The other issue is simply that some objects are so detailed and naturally placed in the environment that it’s not immediately clear they are interactable. I spent one scene walking around in circles before realizing a tall piece of wood casually standing upright could be pushed over to form a bridge. It just looked like background set dressing.

It’s a weird problem to have because it ultimately speaks to how clean and natural the art design is. There’s always a delicate balancing act in video games between creating stylistically compelling worlds and ones that clearly communicate what to do next. It’s hard to fault the designers when the result is so stunning, but I spent more than a few sequences cluelessly staring at the screen like one of Pale City’s hypnotized residents.

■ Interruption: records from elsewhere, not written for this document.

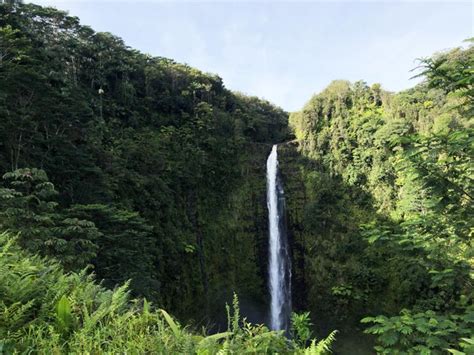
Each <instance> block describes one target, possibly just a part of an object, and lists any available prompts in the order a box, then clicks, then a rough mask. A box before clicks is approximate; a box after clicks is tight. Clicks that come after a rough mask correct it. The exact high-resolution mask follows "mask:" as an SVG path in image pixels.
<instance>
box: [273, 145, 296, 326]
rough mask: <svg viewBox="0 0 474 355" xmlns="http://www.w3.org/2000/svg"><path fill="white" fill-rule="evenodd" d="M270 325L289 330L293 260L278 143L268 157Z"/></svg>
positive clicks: (274, 145)
mask: <svg viewBox="0 0 474 355" xmlns="http://www.w3.org/2000/svg"><path fill="white" fill-rule="evenodd" d="M267 207H268V225H269V259H270V260H269V263H268V264H269V265H268V273H269V288H270V299H271V303H270V327H271V329H272V330H285V331H287V330H288V326H289V321H290V313H291V263H290V257H289V253H288V239H287V235H286V221H285V195H284V192H283V187H282V183H281V179H280V176H279V174H278V157H277V146H276V145H274V146H273V148H272V152H271V153H270V155H269V156H268V159H267Z"/></svg>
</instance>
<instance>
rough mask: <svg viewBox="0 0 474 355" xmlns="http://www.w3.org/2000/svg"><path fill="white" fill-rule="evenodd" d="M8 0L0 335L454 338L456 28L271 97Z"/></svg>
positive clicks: (19, 352)
mask: <svg viewBox="0 0 474 355" xmlns="http://www.w3.org/2000/svg"><path fill="white" fill-rule="evenodd" d="M13 3H14V2H12V3H8V4H3V3H2V4H0V51H1V52H0V57H1V61H0V118H1V119H0V175H1V176H2V178H1V181H0V353H1V352H2V351H4V349H6V350H5V352H6V353H15V352H17V353H24V352H34V351H35V350H38V349H39V350H38V352H41V351H49V350H50V349H54V350H55V351H56V353H58V354H62V353H123V352H127V351H128V352H130V353H147V352H148V353H200V354H217V353H219V352H220V353H225V354H232V353H234V354H238V353H242V352H243V351H244V350H245V351H249V352H253V353H276V352H278V353H282V354H286V353H299V354H303V353H305V352H308V353H311V354H326V353H327V352H328V349H329V348H330V347H331V348H332V349H333V350H334V352H335V353H336V354H350V355H353V354H358V353H359V354H370V353H381V354H393V353H406V354H413V353H426V354H428V353H431V354H441V353H443V352H446V351H447V350H446V349H454V350H455V351H458V352H464V353H466V354H468V353H469V352H470V349H471V348H469V346H470V345H469V344H470V342H471V340H472V336H473V335H472V329H473V324H474V323H473V319H474V309H473V302H474V299H473V295H474V292H473V282H472V269H473V265H474V261H473V257H474V255H473V250H474V248H473V244H472V243H473V241H472V230H473V228H474V226H473V224H474V221H473V218H472V216H473V215H474V210H473V201H472V196H474V193H473V180H472V157H473V155H474V154H473V151H474V147H473V143H472V142H473V141H474V139H473V122H472V117H473V107H474V101H473V98H474V92H473V83H474V81H473V74H472V67H473V64H474V47H473V46H472V42H467V43H468V44H467V45H466V46H465V47H460V48H455V49H453V50H450V51H447V52H442V53H439V54H436V55H433V56H432V57H430V58H425V59H424V60H422V61H421V62H420V63H419V64H420V67H421V69H420V71H421V72H420V75H421V77H422V78H423V81H422V82H421V83H420V84H418V85H416V86H414V87H413V88H411V89H408V90H404V91H401V92H398V93H394V92H389V91H387V90H384V88H383V87H382V86H381V85H380V84H372V85H369V84H367V83H366V82H364V81H356V82H349V81H345V80H335V81H333V82H331V83H329V84H328V86H327V87H326V88H325V89H324V90H322V91H321V92H319V93H317V94H315V95H313V96H312V97H311V98H308V101H307V103H306V105H305V106H304V107H302V108H301V110H299V111H296V112H291V113H288V112H286V111H285V110H283V109H282V108H280V107H277V106H275V105H274V104H272V103H270V102H268V101H266V100H263V99H260V98H257V97H252V96H247V95H244V94H241V93H237V92H233V91H231V90H229V89H228V88H226V87H225V85H224V83H223V81H222V79H221V78H220V77H219V76H217V75H215V74H208V73H204V72H202V71H200V70H198V69H196V68H193V67H190V66H189V65H186V64H180V63H177V62H175V61H174V60H172V59H167V58H163V57H155V56H150V55H147V54H144V53H141V52H139V51H137V50H134V49H131V48H129V47H128V46H127V45H126V44H125V43H124V42H123V40H122V39H120V38H118V37H116V36H114V35H112V34H110V33H106V32H96V31H94V30H93V29H91V28H90V27H88V26H84V25H82V24H81V23H80V21H79V19H78V18H77V17H73V16H69V15H68V14H66V13H65V12H62V11H59V10H56V9H53V8H47V7H41V6H37V5H34V4H13ZM388 69H390V68H388ZM308 80H309V79H308ZM167 312H169V313H167ZM267 313H269V315H268V314H267ZM171 315H172V316H171ZM267 321H268V322H267ZM263 323H267V324H268V325H269V326H268V327H267V326H264V325H261V324H263ZM333 330H338V331H339V332H338V333H337V335H336V336H335V339H334V334H335V333H334V332H333ZM318 344H319V345H318ZM249 349H250V350H249ZM311 349H312V350H311Z"/></svg>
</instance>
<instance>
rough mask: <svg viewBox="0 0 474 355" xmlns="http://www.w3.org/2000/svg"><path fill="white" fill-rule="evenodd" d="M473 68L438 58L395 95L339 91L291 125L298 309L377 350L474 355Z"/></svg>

While legibility issues make a few simple puzzles feel more obtuse than they actually are, the stutters don’t take much away from the final experience. Little Nightmares 2 is a creepy adventure that’s equal parts imaginative and unsettling. Even days after completing it, I’m still getting flashes of its dead-eyed teddy bears and dusty attics as if I was accessing my own buried memories. 8/10.

Little Nightmares 2 will be released on PS4, Xbox One, PC, and Nintendo Switch on February 11, 2020.

INVERSE VIDEO GAME REVIEW ETHOS: When it comes to video games, Inverse values a few qualities that other sites may not. For instance, we care about hours over money. Many new AAA games have similar costs, which is why we value the experience of playing more than price comparisons. We don’t value grinding and fetch quests as much as games that make the most out of every level. We also care about the in-game narrative more than most. If the world of a video game is rich enough to foster sociological theories about its government and character backstories, it’s a game we won’t be able to stop thinking about, no matter its price or popularity. We won’t punch down. We won’t evaluate an indie game in the same way we will evaluate a AAA game that’s produced by a team of thousands. We review games based on what’s available in our consoles at the time. And finally, we have very little tolerance for junk science. (Magic is always OK.)